У меня в памяти осталась музыка его голоса — и только. Мне кажется, я сделал преступление, ничего не записывая, хотя бы тайком. В недогадливой беспечности, я даже не записал ни его, ни других рассказов про Сибирь. И еще я сделал преступление; в моих беспутных странствиях я где-то оставил его портрет, сделанный карандашом еще в Сибири и литографированный. […]

Встреча с Одоевским и декабристами возбудила все мои симпатии до состояния какой-то восторженности. Я стоял лицом к лицу с нашими мучениками, я — идущий по их дороге, я — обрекающий себя на ту же участь… это чувство меня не покидало. Я написал в этом смысле стихи, которые, вероятно, были плохи по форме, потому что я тогда писал много и чересчур плохо, но которые по содержанию, наверно, были искренни до святости, потому что иначе не могло быть. Эти стихи я послал Одоевскому, после долгих колебаний истинного чувства любви к ним и самолюбивой застенчивости. Часа через два я сам пошел к нему. Он стоял середь комнаты; мои стихи лежали перед ним на стуле. Он посмотрел на меня с глубоким, добрым участием и раскрыл объятия; я бросился к нему на шею и заплакал как ребенок. Нет! и теперь не стыжусь я этих слез; в самом деле это не были слезы пустого самолюбия. В эту минуту я слишком любил его и их всех, слишком чисто был предан общему делу, чтоб какое-нибудь маленькое чувство могло иметь доступ до сердца. Они были чисты, эти минуты, как редко бывает в жизни. Дело было не в моих стихах, а в отношении к начавшему, к распятому поколению — поколения, принявшего завет и продолжающего задачу.

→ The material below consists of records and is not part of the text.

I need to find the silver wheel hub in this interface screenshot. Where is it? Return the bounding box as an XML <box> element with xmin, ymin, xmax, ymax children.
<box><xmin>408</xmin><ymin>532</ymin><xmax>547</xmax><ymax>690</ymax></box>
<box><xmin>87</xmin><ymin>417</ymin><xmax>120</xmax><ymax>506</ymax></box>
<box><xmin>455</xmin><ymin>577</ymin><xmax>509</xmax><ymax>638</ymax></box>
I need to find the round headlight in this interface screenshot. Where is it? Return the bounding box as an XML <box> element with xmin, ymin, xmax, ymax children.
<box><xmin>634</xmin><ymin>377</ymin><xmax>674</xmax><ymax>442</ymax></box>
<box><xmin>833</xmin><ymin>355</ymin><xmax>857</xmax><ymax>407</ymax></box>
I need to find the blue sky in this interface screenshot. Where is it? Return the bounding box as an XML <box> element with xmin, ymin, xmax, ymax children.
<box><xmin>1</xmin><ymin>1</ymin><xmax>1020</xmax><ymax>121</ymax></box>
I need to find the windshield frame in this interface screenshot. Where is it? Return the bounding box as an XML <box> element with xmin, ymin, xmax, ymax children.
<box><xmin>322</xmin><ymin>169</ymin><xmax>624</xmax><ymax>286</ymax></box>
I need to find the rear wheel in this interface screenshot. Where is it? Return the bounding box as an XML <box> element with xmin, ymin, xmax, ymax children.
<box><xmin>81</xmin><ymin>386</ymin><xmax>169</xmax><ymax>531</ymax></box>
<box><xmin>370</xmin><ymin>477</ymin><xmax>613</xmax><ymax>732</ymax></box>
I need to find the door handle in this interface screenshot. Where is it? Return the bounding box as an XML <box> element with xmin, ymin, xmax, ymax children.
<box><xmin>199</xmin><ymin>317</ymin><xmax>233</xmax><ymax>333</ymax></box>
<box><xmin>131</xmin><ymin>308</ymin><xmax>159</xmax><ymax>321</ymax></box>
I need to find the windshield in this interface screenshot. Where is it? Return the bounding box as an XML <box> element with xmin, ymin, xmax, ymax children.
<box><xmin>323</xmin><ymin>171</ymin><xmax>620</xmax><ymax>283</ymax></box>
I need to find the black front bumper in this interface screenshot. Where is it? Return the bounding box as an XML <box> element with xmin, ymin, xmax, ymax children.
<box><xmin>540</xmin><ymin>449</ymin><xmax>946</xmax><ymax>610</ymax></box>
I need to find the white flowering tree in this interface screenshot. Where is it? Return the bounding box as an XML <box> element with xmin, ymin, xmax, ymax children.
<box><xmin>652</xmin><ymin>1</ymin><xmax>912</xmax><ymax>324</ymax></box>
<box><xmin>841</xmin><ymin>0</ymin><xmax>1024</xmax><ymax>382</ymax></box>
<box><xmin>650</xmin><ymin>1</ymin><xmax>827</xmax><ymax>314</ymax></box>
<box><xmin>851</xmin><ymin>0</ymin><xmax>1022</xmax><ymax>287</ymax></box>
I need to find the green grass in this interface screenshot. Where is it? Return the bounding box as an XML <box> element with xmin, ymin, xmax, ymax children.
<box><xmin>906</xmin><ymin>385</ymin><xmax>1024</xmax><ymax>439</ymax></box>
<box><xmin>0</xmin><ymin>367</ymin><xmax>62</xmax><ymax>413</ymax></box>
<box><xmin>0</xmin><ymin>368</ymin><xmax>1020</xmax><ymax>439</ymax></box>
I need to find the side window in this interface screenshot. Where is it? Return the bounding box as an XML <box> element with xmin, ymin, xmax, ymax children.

С этой минуты мы стали близко друг к другу. Он — как учитель, я — как ученик. Между нами было с лишком десять лет разницы; моя мысль была еще не устоявшаяся; он выработал себе целость убеждений, с которыми я могу теперь быть не согласен, но в которых все было искренно и величаво» [там же, с. 348–350].

Как не похожа огаревская исповедь на лермонтовскую.

И как, в сущности, похоже!

Лермонтов по соседству, едва ли не присутствует: в 1838-м на Кавказе его, правда, не было — первая ссылка (странствия с Одоевским) позади, новая ссылка впереди. Но Огарев и не скрывает, что, вспоминая почти через четверть века, не может, да и не желает избавиться от влияния «Героя нашего времени», от стихов к А. И. О. (в 1838-м еще не написанных!).

Сходства много — различия интересны.

Дело в том, что тогдашний, молодой, восторженный Огарев — человек не «лермонтовского склада», он не был старше Одоевского!

Московские мальчики Герцен и Огарев, университет, потом ссылка — все, как у Лермонтова; и гений своего ровесника они чувствуют, уважают.

Но Герцен вспомнит позже:

«Ничто не может с большей наглядностью свидетельствовать о перемене, произошедшей в умах с 1825 года, чем сравнение Пушкина с Лермонтовым. Пушкин, часто недовольный и печальный, оскорбленный и полный негодования, все же готов заключить мир. Он желает его, он не теряет на него надежды; в его сердце не переставала звучать струна воспоминаний о временах императора Александра. Лермонтов же так свыкся с отчаянием и враждебностью, что не только не искал выхода, но и не видел возможности борьбы или соглашения. Лермонтов никогда не знал этого самопожертвования. Он не шел, гордо неся голову, навстречу палачу, как Пестель и Рылеев, потому что не мог верить в действенность жертвы; он метнулся в сторону и погиб ни за что» [Герцен, т. VII, с. 224].